The recent financial crisis has reversed colonization, or as long term historians would like to put it, has put the record straight again. India and China are re-emerging to dominate trade, acquiring masses of wealth and generating innovative, educated talent.

Owning to lower valuations of foreign companies and higher domestic forex reserves, an increasing number of Indian and Chinese companies are buying out established, first world companies to bolster their product portfolios and enhance productivity. In the recent past, several India and Chinese firms have acquired British companies. Tata’s bought Jaguar and Land Rover three years ago, last year, Ningxia Zhong-yin Cashmere Company, a cashmere supplier, bought Todd & Duncan, a specialist maker of finished cashmere yarn and three years ago China National Blue-star, a large Chinese, state-owned chemicals business bought a factory in Grimsby that was formerly part of Courtaulds, the chemicals business.

More recent examples include an Indian buying the East India Company which controlled India’s trade with Britain and Chongqing Machinery & Electric Company purchasing Precision Technologies Group a British  machine tool manufacturer in April for US$31 million.

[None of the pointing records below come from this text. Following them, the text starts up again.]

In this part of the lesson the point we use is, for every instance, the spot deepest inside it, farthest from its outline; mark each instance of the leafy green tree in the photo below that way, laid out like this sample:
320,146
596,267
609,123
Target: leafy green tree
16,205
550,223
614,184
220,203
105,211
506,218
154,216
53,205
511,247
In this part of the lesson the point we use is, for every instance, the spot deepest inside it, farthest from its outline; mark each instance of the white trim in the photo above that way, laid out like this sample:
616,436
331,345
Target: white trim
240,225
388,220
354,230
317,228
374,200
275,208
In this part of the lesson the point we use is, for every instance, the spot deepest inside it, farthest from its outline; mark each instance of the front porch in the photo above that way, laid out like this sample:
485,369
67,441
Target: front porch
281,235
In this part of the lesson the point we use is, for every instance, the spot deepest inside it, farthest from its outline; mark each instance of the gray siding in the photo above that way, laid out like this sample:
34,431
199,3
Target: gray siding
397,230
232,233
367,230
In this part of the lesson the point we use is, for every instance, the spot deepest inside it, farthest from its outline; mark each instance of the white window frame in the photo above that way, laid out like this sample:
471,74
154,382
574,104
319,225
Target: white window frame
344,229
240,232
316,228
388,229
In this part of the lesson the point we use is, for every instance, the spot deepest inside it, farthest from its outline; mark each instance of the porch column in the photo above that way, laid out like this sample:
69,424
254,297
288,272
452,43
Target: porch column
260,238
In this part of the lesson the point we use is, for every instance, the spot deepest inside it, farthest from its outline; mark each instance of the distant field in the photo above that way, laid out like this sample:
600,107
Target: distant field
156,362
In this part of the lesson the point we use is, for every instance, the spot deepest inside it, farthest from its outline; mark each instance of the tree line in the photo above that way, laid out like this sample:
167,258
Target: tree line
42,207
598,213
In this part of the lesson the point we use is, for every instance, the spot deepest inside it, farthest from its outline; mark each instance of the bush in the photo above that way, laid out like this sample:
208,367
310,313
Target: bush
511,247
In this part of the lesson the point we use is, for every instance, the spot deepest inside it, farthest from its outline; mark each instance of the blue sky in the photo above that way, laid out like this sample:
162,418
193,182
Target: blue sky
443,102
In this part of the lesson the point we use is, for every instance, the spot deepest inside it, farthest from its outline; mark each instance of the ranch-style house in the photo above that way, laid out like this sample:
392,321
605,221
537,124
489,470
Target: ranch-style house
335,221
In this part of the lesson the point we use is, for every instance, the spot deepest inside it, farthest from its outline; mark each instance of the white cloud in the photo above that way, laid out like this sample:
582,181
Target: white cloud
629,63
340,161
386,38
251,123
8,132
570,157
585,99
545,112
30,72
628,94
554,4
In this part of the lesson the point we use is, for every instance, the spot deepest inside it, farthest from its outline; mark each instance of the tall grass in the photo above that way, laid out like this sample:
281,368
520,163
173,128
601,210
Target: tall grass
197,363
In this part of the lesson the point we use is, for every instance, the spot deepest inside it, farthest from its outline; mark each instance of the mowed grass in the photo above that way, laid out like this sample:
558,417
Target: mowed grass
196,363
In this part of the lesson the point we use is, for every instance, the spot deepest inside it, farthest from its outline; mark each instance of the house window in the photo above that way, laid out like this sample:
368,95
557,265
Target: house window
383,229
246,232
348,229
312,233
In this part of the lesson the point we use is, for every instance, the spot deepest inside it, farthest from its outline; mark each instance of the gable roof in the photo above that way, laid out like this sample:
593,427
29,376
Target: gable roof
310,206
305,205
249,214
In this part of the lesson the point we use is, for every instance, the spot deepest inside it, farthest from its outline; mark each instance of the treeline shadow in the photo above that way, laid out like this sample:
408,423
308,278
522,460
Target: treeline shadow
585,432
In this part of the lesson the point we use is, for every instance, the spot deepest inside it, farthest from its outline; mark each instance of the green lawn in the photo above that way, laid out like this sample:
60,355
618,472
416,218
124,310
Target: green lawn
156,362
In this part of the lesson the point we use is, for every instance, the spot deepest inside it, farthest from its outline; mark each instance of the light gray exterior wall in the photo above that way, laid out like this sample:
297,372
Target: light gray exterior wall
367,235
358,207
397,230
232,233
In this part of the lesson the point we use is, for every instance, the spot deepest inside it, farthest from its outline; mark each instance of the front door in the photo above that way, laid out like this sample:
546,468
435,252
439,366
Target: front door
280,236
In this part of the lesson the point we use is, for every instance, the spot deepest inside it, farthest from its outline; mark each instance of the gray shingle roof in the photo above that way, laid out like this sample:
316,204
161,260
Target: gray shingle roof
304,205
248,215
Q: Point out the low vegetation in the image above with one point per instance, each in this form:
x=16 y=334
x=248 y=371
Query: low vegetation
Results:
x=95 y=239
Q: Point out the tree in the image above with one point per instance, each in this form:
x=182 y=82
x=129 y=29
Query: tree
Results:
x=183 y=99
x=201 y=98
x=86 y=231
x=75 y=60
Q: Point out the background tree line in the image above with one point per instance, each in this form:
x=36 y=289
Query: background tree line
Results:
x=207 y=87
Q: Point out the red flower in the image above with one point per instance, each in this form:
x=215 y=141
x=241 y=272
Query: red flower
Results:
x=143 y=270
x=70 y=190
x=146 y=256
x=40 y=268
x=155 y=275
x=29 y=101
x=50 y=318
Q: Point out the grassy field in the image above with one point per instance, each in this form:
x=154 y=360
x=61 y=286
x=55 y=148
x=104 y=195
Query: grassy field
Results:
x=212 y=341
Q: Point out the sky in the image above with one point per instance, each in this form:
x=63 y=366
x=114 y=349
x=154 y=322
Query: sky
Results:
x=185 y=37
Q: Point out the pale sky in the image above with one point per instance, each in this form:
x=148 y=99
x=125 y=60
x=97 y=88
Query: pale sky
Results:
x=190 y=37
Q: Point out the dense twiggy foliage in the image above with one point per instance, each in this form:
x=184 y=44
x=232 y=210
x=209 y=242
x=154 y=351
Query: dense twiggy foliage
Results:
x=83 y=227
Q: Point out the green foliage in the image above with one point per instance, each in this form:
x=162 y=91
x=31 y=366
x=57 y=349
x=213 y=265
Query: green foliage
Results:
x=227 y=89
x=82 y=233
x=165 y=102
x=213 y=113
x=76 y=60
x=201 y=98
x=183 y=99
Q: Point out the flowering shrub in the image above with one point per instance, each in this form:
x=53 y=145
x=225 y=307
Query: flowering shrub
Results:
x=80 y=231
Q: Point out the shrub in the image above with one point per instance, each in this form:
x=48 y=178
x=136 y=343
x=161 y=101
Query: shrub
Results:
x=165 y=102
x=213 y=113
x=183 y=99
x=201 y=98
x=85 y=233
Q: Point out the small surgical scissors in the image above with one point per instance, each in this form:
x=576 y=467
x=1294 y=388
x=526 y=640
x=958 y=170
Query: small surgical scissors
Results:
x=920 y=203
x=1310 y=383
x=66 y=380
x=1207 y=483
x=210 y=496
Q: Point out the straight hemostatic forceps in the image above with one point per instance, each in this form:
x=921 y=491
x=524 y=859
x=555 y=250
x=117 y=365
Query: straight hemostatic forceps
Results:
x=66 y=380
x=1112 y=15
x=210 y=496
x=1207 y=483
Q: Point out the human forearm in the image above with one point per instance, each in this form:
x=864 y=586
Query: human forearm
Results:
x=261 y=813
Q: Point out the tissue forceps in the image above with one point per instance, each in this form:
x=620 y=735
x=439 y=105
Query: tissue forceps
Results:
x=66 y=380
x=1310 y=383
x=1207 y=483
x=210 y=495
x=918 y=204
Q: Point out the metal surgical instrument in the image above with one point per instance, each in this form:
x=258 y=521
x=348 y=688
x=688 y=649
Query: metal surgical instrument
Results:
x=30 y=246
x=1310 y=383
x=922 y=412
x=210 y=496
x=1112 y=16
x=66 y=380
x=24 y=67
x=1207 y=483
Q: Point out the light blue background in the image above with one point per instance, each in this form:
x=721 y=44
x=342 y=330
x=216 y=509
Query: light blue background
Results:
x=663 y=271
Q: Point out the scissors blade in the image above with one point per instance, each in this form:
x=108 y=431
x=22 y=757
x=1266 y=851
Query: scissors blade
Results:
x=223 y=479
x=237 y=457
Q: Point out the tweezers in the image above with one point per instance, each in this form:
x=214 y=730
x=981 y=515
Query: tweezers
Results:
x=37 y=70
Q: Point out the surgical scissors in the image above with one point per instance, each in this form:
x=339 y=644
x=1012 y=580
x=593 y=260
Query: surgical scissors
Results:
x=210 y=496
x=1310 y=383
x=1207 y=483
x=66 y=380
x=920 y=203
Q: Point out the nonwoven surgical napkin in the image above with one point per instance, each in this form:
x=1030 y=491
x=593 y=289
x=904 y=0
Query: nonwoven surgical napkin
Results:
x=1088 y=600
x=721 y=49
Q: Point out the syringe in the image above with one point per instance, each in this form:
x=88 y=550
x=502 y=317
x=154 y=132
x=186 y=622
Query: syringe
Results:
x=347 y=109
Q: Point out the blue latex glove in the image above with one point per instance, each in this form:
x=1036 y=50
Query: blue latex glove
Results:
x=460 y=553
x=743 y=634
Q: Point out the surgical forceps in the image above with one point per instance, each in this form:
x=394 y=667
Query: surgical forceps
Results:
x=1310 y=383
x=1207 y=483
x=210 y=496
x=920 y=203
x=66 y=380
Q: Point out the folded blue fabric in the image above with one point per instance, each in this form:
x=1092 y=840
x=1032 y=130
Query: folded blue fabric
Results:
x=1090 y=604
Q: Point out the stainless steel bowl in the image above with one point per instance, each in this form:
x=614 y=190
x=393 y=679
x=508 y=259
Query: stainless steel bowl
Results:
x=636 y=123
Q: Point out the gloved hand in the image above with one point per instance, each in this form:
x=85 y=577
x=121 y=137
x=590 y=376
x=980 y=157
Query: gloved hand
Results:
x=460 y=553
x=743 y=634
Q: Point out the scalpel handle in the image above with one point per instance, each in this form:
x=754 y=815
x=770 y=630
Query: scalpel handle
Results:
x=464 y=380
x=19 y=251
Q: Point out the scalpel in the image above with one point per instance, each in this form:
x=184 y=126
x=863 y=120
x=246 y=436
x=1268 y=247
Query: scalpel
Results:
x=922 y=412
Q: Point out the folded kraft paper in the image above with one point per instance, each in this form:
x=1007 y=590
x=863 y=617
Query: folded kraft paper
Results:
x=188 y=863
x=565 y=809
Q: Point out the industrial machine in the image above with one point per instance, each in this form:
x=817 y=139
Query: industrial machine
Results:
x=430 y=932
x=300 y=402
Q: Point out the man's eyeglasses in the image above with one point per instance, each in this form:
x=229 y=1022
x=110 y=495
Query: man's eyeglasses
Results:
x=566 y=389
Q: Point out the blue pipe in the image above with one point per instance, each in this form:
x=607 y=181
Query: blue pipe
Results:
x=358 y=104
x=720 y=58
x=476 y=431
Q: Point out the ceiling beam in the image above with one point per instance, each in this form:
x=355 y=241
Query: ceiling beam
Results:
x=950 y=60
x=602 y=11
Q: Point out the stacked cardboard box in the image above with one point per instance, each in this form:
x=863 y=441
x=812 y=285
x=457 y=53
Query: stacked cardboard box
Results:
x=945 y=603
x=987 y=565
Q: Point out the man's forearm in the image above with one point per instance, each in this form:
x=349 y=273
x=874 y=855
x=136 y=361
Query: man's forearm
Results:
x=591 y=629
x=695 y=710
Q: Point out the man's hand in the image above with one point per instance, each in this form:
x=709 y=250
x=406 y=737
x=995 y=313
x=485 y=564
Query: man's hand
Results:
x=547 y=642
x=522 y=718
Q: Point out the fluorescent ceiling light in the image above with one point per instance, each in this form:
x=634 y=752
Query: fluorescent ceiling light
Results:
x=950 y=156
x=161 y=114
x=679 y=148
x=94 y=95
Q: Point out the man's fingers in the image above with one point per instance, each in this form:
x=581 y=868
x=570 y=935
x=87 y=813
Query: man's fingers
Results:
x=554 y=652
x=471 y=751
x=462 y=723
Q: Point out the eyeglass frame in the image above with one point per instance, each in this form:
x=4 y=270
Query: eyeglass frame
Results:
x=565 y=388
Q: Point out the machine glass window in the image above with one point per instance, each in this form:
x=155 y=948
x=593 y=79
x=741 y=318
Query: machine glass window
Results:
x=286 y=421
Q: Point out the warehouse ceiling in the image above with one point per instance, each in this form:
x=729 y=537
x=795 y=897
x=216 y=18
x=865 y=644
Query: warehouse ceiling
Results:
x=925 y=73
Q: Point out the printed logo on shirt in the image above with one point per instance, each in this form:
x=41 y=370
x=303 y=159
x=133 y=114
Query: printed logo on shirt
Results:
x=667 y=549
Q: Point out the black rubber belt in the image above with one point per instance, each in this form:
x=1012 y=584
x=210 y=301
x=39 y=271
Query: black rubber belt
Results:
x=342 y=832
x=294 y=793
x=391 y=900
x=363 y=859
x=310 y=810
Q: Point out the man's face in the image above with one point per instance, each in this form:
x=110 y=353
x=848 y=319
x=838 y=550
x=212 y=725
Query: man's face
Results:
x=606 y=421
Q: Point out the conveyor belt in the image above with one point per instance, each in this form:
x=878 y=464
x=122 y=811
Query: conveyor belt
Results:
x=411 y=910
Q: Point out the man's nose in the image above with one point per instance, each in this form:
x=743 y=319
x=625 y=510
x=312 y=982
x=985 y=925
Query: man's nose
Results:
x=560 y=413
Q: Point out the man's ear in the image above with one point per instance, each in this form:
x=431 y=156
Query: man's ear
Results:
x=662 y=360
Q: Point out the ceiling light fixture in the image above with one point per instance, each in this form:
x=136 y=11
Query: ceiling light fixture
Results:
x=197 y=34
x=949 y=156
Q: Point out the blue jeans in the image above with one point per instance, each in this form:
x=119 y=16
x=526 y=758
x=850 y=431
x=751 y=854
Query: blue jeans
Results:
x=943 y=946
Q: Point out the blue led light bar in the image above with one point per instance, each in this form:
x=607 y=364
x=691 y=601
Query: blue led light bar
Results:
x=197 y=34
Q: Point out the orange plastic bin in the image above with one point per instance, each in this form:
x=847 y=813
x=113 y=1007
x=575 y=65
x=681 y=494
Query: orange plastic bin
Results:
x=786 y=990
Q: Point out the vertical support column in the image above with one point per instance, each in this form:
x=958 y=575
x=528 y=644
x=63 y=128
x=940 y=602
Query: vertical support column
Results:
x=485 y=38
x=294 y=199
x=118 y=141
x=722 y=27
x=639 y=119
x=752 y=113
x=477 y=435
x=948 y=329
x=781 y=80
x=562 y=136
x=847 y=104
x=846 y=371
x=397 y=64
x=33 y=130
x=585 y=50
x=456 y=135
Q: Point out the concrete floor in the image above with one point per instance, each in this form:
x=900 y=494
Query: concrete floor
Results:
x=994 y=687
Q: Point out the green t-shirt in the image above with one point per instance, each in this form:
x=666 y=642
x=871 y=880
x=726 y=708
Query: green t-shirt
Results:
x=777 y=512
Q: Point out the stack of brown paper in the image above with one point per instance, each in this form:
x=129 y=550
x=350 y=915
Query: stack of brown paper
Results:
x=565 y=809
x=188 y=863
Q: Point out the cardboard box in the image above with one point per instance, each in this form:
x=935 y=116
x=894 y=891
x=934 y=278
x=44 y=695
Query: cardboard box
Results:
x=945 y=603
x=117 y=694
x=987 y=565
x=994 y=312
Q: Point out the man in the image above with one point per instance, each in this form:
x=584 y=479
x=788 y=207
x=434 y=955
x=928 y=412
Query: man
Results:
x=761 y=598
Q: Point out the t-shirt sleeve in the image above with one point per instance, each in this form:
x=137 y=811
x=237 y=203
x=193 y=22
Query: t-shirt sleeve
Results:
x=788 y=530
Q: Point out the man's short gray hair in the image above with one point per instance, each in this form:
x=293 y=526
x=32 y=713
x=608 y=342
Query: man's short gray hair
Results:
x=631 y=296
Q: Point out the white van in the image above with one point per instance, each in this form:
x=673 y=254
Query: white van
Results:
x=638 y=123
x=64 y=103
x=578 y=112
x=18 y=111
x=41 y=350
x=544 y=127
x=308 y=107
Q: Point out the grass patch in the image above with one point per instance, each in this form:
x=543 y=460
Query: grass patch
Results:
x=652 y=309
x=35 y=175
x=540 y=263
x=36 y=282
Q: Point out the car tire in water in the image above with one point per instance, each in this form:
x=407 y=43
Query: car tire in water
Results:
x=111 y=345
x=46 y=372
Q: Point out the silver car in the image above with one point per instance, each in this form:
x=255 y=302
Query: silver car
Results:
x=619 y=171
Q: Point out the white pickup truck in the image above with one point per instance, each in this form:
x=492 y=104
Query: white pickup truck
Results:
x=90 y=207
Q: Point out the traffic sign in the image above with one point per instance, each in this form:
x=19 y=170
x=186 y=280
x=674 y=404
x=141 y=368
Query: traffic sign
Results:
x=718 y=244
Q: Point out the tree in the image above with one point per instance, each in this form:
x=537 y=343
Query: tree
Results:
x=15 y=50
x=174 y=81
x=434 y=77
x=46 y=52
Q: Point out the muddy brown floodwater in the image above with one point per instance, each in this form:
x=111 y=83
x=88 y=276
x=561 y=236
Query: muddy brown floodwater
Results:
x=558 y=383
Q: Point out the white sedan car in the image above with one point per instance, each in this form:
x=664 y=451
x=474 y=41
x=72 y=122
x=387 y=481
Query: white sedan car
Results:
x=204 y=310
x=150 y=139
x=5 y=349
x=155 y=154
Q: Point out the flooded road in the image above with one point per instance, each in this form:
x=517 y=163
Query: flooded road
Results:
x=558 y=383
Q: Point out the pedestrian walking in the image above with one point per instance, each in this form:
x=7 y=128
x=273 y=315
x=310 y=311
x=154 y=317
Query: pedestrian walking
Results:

A century ago, Britain dominated both China and India, is responsible for getting the Chinese addicted to Indian opium, bringing tea from China to India, controlling and profiteering from the trade routes that existed and has build some of the best infrastructure that the two nations have till date, amongst many many other deeds and vices.

In acquiring British companies, both Indian and Chinese firms seek to gain access to improved technology, bigger markets, better brand portfolio’s,  and improved management skills. “My Chinese colleagues know that – with present levels of technology – they would be unable to make in China machine tools of the same level of sophistication that we are now producing in PTG’s British plants,” Tony Bannan, PTG’s chief executive told the Financial Times.

However now the tables are turning again, for the first 1,500 years of the past two millennia, India and China dominated the world’s economy. Around the time William The Conqueror was taking over England, more than half of the world’s GDP was being produced by India and China. However as the UK and US rose, India and China lost their share twenty years ago, China and India generated just 10 percent of the world’s economic growth, a decade ago, they generated 18 percent of the world’s growth. Nonetheless, coming a full circle, analysts predict China and India to rise again. A World Bank analysis predicts that both China and India could almost triple their economic output in the next 10 years or so. By the late 2020s, China can possibly overtake the U S as the world’s largest economy, followed by India as a close second. By 2030, India is expected to overtake China.